Acupuncture is a treatment that does not make use of chemical substances. By applying extremely thin needles on the skin in order to recover the correct flow and amount of energy along the body meridians, acupuncture is, for instance, able to reinforce and stimulate a person’s  metabolism, and  trigger the correct absorption and transportation of the nutritional substances where they are needed, both locally and at system level. In this way, for example, a global inflammatory status could improve, and a local shoulder pain could disappear.

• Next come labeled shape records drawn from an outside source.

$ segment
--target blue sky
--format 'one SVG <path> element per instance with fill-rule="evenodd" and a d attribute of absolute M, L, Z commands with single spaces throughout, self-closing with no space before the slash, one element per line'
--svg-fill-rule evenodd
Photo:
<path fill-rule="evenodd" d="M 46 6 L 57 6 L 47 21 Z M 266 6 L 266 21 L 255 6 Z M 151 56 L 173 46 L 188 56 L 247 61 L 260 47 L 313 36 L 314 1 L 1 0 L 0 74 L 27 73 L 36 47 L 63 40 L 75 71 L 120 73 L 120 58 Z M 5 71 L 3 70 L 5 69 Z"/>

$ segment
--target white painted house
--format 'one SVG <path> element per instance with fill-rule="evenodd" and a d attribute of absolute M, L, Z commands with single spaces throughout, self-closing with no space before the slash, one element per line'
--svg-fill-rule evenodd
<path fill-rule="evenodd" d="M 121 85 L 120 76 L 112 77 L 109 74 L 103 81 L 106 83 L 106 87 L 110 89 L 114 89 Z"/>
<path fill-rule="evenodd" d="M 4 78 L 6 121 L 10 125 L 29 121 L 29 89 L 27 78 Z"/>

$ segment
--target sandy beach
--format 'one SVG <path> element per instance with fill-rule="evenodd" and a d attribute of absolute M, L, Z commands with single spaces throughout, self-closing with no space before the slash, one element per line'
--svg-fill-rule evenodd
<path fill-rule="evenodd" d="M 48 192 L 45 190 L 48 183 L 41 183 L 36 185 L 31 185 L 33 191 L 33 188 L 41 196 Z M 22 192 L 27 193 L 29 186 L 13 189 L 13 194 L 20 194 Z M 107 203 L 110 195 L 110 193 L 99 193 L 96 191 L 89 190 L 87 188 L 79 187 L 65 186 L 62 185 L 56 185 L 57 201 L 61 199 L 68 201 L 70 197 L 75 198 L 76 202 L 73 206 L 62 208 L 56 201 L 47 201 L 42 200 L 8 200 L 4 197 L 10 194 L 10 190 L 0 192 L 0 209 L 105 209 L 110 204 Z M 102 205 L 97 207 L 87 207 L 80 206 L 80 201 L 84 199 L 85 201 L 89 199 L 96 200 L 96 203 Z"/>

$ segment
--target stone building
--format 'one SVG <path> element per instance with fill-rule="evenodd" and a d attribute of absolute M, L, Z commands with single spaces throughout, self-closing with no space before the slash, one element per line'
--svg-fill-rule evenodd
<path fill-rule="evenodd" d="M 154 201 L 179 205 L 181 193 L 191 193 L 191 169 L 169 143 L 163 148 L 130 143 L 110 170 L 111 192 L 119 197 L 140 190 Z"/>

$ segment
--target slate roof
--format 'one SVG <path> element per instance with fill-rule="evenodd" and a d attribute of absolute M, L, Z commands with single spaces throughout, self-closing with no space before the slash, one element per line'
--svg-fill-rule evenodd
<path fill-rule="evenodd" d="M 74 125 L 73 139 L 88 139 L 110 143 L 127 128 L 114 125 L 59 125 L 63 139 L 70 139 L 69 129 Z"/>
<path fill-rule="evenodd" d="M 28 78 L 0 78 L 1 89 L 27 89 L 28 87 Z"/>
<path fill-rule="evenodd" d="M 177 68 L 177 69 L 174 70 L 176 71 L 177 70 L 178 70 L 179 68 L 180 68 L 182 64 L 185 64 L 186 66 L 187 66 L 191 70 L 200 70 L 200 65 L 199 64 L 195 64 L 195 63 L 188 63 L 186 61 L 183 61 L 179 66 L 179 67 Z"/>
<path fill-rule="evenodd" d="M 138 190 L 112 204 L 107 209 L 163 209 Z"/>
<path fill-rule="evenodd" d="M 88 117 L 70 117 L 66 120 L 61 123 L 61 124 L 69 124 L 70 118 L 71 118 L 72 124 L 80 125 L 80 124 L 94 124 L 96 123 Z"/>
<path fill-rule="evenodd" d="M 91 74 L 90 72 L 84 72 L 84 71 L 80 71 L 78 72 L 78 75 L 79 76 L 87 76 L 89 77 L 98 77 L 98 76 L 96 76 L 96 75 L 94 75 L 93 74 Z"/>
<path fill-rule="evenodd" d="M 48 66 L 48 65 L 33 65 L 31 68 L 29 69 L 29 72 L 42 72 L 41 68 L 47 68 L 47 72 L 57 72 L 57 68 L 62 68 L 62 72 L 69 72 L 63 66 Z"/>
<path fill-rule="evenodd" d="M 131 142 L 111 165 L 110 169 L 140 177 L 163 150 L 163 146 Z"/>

In this sense, acupuncture makes use of the rich and sometimes blocked resources of our body to stimulate its own capacity to heal. In its preserving action, it contributes to improve the way our body naturally ages.  

Where a cure seems out of reach, such as in chronic or incurable conditions, or in the case of irreversible damages caused by, for instance,  an accident, acupuncture can still represent a way to improve the quality of life, by contributing to ease the bearing of the symptoms, by assisting the body in keeping strong and  detoxing during or after a medical chemical treatment, and so on.

In addition, acupuncture can address psycho-physical distress, commonly known as ‘stress’. From the perspective of TCM, an emotionally altered status can affect the body’s organs and its  overall health conditions.  On the other hand, an ill part of the body is able to trigger or nourish altered emotions. By looking at body and psyche - connected by the meridian system - as a whole, acupuncture can positively contribute to the relief of stress-related and psychosomatic conditions.